I followed the instructions from https://course.fast.ai/start_sagemaker.html and have my ml.p2.xlarge-backed notebook up and running in AWS. The issue I am finding is that it takes approximately 20 minutes for each cycle (learn.fit_one_cycle(4)) to complete in lesson 1, whereas I believe it should complete in a handful of seconds for each cycles since it is only doing fine-tuning (see screenshot below).
Why is it taking so long? Could it be running on the CPU instead of the GPU? If so, how would I find out that that is the case?
If you want to see if it’s using the GPU, you can go to the Jupyter notebook homepage. In the upper right, there should be a dropdown where you can select a Terminal. The terminal will open up in a new tab and from there you can treat it like any other terminal.
In your case, when the model is training, go over to the terminal tab and run an nvidia-smi command - see this fastai thread for a few different options if you haven’t used it before
I had the same problem with my Sagemaker notebook instance.
I verified that CUDA was not running by adding a code block to my Notebook and trying:
For me, the result was False - which says pytorch is not using the GPU. It took 40 minutes to run the fit call learn.fit_one_cycle(4).
Turns out the version of pytorch that gets installed when fastai gets set up on the machine - expects Cuda 10.0. But Sagemaker has 9.0 installed and active by default.
You can solve this by installing pytorch with the 9.0 version cudatoolkit. I made the changes for the “sagemaker-create” script and submitted a pull request to the fastai course-v3 repository: https://github.com/fastai/course-v3/pull/211
If you already have a Sagemaker notebook instance running, and you would like to fix it so that Cuda/GPU is working:
From Jupyter, click the “New” button in the upper-right and select “Terminal”
This should give you a summary of changes it will make. Just type y and press enter to accept the changes. For me, these were the important changes that it made:
The following packages will be UPDATED:
pytorch: 1.0.1-py3.7_cuda10.0.130_cudnn7.4.2_2 pytorch --> 1.0.1-py3.7_cuda9.0.176_cudnn7.4.2_2 pytorch
The following packages will be DOWNGRADED:
cudatoolkit: 10.0.130-0 --> 9.0-h13b8566_0
After this completes, make sure you shut down and restart any notebooks that are running from the fastai lessons. (You can find these in the “Running” tab.) Or if you have them open in a browser tab, you can reload the kernel by pressing the zero-key two times: 0, 0.

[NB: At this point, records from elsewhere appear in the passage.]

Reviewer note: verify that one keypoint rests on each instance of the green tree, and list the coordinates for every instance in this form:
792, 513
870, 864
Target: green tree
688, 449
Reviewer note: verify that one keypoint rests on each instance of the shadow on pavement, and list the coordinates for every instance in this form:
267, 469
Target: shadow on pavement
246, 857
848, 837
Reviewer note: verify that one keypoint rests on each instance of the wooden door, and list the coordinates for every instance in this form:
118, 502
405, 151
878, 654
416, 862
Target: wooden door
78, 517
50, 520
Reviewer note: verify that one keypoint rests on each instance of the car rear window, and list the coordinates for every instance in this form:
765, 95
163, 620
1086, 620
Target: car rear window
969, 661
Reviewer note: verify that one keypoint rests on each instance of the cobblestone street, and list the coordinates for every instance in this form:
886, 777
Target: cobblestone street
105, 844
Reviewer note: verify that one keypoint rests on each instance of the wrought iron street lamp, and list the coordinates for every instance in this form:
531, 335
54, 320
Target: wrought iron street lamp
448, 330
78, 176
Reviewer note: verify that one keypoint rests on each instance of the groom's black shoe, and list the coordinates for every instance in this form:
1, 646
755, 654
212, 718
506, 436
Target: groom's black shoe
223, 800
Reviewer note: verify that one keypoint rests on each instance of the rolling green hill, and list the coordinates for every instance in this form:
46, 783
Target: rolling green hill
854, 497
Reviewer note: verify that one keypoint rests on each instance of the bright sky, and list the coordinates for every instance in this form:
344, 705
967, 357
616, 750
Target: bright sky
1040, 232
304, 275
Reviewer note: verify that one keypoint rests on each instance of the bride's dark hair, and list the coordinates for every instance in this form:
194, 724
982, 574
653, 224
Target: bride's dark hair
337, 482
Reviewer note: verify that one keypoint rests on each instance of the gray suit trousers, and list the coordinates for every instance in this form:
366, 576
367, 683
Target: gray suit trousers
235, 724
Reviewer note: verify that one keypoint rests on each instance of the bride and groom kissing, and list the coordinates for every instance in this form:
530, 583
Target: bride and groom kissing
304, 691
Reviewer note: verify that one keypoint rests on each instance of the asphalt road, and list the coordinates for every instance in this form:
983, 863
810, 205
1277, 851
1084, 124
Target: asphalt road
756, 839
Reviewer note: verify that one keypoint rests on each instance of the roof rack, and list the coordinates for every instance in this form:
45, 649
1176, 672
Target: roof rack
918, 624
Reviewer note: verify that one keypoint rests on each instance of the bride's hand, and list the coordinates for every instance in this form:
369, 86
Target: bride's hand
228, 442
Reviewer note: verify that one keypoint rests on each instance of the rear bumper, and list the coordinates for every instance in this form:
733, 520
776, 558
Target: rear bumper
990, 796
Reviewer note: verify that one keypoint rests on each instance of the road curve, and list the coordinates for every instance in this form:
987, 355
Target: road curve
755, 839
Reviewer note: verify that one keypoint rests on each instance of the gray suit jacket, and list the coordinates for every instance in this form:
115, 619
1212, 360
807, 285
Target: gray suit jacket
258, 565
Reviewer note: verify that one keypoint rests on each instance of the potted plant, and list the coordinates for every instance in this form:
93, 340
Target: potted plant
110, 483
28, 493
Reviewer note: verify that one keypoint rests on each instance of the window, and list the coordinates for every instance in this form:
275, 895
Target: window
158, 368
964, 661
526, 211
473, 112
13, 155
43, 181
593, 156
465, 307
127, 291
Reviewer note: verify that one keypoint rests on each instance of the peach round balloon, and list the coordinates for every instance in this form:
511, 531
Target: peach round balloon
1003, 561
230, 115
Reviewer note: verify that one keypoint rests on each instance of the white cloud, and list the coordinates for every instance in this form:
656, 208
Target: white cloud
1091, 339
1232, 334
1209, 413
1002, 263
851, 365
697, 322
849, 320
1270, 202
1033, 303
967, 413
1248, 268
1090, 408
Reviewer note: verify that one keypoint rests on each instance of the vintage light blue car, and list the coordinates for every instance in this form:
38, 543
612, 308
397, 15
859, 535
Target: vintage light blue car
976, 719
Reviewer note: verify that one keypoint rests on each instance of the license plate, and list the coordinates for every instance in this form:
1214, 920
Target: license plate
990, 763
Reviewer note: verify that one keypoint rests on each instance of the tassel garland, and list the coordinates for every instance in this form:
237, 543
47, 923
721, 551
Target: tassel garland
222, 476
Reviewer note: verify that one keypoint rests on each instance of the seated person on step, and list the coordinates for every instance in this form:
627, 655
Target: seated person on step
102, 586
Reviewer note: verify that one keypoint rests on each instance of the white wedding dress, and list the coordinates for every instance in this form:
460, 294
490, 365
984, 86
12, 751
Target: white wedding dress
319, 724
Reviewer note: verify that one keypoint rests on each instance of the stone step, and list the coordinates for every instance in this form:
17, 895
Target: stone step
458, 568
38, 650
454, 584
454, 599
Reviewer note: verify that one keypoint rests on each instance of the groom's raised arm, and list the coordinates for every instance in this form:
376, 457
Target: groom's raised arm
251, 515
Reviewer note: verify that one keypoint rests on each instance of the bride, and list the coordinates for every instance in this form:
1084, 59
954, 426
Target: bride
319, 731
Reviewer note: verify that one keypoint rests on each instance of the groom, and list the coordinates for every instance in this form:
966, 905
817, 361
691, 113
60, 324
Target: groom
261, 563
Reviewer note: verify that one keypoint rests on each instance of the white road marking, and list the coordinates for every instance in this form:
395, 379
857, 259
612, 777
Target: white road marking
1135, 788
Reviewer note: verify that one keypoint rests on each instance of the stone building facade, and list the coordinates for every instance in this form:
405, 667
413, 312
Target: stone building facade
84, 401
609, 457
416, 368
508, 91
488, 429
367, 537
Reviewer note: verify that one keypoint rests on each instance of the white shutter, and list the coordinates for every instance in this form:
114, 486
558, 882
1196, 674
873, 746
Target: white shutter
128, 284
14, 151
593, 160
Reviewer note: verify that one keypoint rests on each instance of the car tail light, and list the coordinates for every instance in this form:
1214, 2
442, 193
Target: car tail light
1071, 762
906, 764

After I did this, I could run the fit command learn.fit_one_cycle(4) in 1m50s on my Sagemaker notebook instance.
I downgraded cuda in the Conda environment as suggested. torch.cuda.is_available() returns True instead of False and the training time is down where it belongs for GPU standards (4 minutes to run learn.fit_one_cycle(4))
I’ll point this our and +1 the relative PR.
Other than that, I now owe a beer to @stevenlybeck whenever he is in town. Thank you all for the pointers!
What about the case of wanting to run on multiple GPUs?
ml.p2.xlarge (1 Tesla K80) was not enough for me so I decided to run on ml.p2.8xlarge which has 8 Tesla K80. I was feeling there was no improvement so I checked the nvidia system management interface (nvidia-smi) and realized only 1 was actually being used during fit.one_cycle. I am sure it must be one line of code… Does somebody know how to fix it?
I am facing quite a similar issue as well. I ran my code in SageMaker earlier, and it ran fine. But, for the last 1-2 days, it is taking a lot of time to run my code for the first time. When I run it for the second time, it runs faster (I guess it’s storing previous info in a cache). I really don’t know what the issue is. Whatever be the code (be it data preprocessing by reading large amount of data from the files, be it the model execution, the time consumption is excessive. It takes 3 hours for just 1 epoch to train while it took just 4 minutes earlier. Did anyone identify the solution?